Posted September 15, 2016 - 12:20 AM
Posted September 17, 2016 - 01:48 PM
Posted October 05, 2016 - 02:59 PM
Tom & Jerry used to chase each other around with one of those
- jtrojek said thank you
Posted October 10, 2016 - 03:39 PM
- Bruce Dorsi said thank you
Posted October 10, 2016 - 10:53 PM
The nut on top of the valve cage is wrong. Seems there should be a heavy seat washer in there. The parts breakdown should show it. You need something to spread the force across the cage instead of having the decomp bolt pressing right on the center of the cage. That bolt has to have enough force to make the cage seal but not so much that the yoke breaks. (common mistake, tight's tight and too tight's broke) I can't remember for sure but it seems there should be copper sealing rings on the top and bottom of the valve assy itself. If compression is bypassing the valve it will spit back through the carb. Seems most of these do spit a little. It doesn't take much to push the decomp pin down. Make sure that lever doesn't hold the pin down a little.

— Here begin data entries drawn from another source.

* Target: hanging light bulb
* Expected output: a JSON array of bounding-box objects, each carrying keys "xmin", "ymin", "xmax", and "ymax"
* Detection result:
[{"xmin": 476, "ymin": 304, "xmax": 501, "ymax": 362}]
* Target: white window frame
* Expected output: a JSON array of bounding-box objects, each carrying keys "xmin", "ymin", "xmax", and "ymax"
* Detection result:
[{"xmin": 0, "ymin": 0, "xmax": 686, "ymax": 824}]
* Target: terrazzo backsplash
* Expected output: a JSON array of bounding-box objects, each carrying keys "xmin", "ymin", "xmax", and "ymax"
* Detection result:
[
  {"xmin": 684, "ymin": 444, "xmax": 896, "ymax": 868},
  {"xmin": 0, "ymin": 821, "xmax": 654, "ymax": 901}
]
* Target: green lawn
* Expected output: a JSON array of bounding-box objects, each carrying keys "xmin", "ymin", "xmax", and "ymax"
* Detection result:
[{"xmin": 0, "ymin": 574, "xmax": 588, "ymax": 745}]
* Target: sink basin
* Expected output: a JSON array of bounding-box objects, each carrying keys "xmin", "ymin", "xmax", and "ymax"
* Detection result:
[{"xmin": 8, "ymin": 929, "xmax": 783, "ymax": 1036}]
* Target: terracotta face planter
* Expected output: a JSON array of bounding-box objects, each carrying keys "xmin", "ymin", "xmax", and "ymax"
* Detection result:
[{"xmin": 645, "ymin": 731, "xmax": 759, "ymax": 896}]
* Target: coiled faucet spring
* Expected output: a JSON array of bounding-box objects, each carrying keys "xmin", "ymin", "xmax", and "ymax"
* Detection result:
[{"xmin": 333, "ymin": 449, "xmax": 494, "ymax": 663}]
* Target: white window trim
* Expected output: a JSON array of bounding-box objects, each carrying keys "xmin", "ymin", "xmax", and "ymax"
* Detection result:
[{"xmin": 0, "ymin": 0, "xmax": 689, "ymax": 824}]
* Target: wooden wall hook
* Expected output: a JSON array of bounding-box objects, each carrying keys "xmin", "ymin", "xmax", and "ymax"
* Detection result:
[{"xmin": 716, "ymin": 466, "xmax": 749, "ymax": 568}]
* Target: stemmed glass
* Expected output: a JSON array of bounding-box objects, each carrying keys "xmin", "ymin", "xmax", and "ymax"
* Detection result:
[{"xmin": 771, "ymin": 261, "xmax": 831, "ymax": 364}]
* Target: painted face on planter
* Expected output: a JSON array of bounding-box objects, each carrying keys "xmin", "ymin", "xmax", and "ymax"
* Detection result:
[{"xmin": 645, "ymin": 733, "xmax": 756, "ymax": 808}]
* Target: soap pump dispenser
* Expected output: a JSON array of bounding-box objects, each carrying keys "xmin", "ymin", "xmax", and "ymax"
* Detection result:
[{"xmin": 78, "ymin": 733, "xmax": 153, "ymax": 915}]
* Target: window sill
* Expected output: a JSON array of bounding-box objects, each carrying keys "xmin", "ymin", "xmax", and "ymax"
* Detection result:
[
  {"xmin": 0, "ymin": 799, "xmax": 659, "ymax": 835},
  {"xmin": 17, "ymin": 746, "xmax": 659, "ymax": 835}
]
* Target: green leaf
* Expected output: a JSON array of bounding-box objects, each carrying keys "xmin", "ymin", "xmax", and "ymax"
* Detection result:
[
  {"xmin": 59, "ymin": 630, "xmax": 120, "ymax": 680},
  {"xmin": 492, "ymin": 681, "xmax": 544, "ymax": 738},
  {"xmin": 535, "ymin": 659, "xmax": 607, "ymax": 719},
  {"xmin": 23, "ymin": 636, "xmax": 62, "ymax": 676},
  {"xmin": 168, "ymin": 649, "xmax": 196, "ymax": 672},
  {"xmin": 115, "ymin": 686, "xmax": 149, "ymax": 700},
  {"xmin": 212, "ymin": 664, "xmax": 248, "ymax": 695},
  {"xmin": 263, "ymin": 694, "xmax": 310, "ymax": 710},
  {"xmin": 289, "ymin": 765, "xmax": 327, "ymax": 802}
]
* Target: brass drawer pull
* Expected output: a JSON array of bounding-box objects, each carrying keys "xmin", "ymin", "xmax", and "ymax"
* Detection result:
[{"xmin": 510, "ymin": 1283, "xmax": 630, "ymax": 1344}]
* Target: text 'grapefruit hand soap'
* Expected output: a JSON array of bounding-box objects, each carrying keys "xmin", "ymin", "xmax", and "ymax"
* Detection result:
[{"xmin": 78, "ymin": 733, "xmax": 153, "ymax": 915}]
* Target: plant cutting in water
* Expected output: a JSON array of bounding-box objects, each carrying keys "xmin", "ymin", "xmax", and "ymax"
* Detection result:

The exhaust valve should close just as the piston passes TDC. You can use a plastic carb clean snout or something similar to feel the piston through the plug hole. I use the valve adjustment to fine tune that. As long as you've got some gap and the valve closes right, you should be OK. The intake valve is operated by engine vacuum so exhaust pressure in the cylinder is more likely to keep the valve from opening right than to let pressure out the intake. Another thing I've run into with these engines is the the exhaust valve spring will get weak or loose as the valve sits deeper in the seat and it will let the valve float when the engine is running. Take a screwdriver and hold pressure down on the valve with it running and see if it makes a difference. A sloppy valve guide can also let exhaust smoke out.
The spring loaded bolts are a slipper clutch in case something gets caught in the reel. If you are going to use the mower, they should be on the stiff side. If it's just for show maybe a little looser would be safer. don't think I've ever seen a manual for the mower with any kind of a spec. Seems that they were wired to keep them from backing out. Do the bolt heads have holes drilled in them?